The Reason The Pilgrims Really Came To America

Much of what you think you know about history is, if not outright untrue, then at the very least is vastly oversimplified. There are many reasons for this, not the least of which is the fact that teaching schoolchildren about cultural, religious, economic, and other nuance behind the history may be a bit too much information at once, and the education system seems to favor the simplest explanation.

One example of this has to do with the group now known as the Pilgrims. The religious group fled persecution in England and eventually wound up in Massachusetts, setting into motion a series of events that would end in the formation of the United States. You may have been taught that the group fled Europe and sought out a new life in the New World where they could practice their religion freely and without outside influence. Well, that's true, but only to a point. In fact, the Pilgrims' main reasons for fleeing to America were considerably more mundane.

The Pilgrims fled poverty

As The Washington Post explains, the Pilgrims did flee religious persecution in England — that much is true. Suffice to say that religious freedom, as we know it and understand it in the 21st century, effectively did not exist at this time, and the separatist group that we call the "Pilgrims" were in real danger of being jailed in England for practicing their beliefs. So they fled — to Holland.

In Holland, specifically in the city of Leiden, according to History, they found religious tolerance and acceptance virtually unheard of anywhere else in Europe. In fact, the group had been in Holland for a decade before they made the decision to strike out for the New World.
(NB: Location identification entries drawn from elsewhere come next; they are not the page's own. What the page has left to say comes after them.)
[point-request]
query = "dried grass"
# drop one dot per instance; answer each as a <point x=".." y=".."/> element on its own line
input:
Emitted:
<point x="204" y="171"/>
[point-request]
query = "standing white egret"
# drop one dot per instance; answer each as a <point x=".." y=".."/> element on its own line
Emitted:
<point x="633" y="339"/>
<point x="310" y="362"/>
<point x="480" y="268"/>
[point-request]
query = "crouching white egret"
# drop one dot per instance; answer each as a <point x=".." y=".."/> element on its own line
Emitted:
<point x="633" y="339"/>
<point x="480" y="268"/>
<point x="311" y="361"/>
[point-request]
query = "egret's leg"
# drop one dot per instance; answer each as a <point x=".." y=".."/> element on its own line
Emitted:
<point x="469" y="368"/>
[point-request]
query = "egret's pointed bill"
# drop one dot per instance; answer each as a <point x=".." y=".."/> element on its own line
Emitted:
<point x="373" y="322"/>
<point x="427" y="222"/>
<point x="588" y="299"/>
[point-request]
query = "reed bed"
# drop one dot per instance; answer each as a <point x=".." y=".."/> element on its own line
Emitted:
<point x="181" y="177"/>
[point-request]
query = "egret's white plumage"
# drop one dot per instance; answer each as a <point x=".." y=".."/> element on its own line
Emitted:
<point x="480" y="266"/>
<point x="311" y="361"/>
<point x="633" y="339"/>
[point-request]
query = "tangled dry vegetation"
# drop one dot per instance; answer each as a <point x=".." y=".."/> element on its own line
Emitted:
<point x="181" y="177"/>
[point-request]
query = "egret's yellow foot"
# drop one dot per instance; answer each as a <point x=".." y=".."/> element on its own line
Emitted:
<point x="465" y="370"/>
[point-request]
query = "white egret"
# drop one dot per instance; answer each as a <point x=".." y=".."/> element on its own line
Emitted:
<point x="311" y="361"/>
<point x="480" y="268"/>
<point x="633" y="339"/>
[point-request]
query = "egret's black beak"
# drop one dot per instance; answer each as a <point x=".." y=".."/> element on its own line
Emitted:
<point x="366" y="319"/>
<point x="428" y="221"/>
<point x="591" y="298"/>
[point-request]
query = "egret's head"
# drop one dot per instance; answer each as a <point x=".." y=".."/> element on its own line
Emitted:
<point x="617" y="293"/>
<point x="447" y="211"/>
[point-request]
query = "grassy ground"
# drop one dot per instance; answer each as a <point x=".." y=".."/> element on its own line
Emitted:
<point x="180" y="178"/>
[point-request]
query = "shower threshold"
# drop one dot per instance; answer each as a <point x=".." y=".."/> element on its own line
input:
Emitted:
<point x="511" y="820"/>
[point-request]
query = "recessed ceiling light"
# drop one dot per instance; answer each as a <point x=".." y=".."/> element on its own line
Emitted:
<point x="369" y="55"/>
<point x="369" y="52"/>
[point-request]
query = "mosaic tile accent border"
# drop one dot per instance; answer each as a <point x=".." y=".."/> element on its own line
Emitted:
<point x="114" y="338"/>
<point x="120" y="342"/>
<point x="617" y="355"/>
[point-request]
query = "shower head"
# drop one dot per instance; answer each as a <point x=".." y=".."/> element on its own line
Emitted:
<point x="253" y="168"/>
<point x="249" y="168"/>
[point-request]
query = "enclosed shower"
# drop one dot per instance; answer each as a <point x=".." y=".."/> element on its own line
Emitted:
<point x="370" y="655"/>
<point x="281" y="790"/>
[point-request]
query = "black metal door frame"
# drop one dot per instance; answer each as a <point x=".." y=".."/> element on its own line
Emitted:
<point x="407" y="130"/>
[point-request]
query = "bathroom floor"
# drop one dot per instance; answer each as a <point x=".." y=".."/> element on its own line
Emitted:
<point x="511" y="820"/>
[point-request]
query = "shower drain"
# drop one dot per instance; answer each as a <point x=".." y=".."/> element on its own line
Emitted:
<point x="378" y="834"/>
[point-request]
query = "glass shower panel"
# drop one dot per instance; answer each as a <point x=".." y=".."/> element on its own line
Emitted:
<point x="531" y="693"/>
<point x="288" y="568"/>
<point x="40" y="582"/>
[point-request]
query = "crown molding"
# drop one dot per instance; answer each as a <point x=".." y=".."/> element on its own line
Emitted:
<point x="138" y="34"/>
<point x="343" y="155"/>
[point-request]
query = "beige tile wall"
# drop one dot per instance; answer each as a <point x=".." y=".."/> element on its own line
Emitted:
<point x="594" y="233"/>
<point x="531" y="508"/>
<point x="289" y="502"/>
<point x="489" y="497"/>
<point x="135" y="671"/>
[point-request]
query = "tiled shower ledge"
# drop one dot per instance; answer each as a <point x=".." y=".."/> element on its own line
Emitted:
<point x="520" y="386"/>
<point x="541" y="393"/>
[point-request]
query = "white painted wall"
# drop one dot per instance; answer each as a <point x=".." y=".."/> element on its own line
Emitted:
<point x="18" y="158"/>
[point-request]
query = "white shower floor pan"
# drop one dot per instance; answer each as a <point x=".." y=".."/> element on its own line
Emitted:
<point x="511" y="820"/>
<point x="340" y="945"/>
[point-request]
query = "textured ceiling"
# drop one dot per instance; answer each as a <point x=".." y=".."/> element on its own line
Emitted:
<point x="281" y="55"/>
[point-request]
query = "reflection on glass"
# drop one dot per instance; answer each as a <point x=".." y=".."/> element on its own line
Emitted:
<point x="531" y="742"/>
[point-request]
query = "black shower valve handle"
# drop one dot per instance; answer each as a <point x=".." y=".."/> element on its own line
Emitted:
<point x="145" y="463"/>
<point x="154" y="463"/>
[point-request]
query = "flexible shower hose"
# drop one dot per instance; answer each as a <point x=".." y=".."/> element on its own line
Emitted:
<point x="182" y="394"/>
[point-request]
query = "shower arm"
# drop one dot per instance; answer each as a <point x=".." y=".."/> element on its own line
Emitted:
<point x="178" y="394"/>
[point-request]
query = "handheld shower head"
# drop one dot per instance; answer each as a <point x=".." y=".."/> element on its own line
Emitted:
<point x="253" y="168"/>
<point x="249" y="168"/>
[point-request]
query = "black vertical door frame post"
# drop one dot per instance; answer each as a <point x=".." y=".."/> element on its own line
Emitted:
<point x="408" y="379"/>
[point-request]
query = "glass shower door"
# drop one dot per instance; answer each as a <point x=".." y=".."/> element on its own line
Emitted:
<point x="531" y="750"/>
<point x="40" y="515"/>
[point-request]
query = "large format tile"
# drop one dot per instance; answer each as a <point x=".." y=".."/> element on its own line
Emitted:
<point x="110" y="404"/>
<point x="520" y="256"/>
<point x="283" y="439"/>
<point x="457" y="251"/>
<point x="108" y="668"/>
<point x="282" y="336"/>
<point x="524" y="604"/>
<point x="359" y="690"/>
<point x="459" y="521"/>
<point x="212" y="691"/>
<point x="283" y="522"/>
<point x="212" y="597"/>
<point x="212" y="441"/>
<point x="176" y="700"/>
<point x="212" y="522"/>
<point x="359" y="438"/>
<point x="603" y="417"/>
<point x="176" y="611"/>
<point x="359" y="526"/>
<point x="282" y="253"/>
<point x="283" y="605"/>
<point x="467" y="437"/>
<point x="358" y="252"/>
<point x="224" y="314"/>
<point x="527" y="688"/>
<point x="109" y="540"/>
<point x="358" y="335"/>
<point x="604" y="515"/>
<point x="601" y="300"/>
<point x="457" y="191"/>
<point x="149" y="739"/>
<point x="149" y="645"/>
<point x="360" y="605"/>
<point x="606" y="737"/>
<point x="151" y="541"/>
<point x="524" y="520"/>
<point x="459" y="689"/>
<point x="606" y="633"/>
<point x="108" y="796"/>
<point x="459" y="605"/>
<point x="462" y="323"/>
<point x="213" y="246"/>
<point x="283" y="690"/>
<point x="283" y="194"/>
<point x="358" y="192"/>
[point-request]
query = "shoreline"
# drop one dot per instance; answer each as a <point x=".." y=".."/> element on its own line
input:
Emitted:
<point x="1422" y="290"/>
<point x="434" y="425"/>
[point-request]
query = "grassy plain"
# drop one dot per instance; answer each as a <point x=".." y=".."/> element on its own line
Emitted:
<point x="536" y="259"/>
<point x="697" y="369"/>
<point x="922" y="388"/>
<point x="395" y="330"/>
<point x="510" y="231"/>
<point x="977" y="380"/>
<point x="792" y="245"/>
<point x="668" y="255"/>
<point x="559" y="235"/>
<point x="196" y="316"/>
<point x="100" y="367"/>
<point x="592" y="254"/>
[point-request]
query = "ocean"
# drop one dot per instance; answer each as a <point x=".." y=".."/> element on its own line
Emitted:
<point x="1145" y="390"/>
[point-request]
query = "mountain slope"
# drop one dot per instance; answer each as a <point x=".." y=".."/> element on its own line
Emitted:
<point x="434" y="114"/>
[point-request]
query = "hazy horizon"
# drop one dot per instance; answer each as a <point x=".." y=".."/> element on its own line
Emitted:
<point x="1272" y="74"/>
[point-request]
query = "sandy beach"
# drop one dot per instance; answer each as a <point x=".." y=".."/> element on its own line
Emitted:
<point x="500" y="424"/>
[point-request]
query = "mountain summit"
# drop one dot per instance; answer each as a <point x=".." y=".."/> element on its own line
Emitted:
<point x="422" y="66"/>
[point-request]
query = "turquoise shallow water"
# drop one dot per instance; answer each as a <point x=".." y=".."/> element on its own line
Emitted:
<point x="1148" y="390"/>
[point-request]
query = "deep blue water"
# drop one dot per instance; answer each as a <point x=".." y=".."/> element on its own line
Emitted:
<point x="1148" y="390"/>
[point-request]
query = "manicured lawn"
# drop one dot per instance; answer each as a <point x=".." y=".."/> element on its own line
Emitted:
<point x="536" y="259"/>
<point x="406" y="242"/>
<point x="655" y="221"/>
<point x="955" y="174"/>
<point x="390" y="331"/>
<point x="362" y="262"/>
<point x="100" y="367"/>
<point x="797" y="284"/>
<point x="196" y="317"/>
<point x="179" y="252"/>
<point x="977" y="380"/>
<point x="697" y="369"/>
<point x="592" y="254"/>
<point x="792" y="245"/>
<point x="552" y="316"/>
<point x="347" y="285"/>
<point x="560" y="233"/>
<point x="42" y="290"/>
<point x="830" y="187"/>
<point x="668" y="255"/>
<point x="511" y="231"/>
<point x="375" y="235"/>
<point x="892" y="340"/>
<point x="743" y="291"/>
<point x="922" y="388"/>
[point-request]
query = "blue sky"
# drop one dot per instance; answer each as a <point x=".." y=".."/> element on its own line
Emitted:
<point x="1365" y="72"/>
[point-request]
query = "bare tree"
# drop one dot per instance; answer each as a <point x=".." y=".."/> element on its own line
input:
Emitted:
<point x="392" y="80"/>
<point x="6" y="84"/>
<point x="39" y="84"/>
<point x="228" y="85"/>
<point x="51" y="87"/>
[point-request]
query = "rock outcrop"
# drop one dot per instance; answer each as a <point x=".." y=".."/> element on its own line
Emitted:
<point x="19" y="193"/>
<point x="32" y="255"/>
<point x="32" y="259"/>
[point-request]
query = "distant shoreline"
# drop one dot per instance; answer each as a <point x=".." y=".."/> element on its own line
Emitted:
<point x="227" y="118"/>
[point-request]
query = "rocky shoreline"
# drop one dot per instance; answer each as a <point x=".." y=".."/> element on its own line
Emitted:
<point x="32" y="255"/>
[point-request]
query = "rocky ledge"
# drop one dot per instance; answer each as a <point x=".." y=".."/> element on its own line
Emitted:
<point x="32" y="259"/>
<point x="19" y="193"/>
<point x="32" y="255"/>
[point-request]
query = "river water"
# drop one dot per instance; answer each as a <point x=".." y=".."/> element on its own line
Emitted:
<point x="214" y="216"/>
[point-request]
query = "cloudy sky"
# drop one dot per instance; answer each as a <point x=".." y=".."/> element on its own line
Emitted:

So why did they leave? In a word: poverty. The only work they could find was slogging it out in Leiden's textile mills for penurious wages, and when the textile market collapsed, they were looking at destitution. At the same time, the group was concerned about the effects the Dutch lifestyle were having on their community, and the group's leaders decided that the best thing was a true restart on a new continent. In the Massachusetts colony, they would still be English citizens — something they wanted — but would not be subject to arrest and jail for practicing their beliefs. The rest, as they say, is history.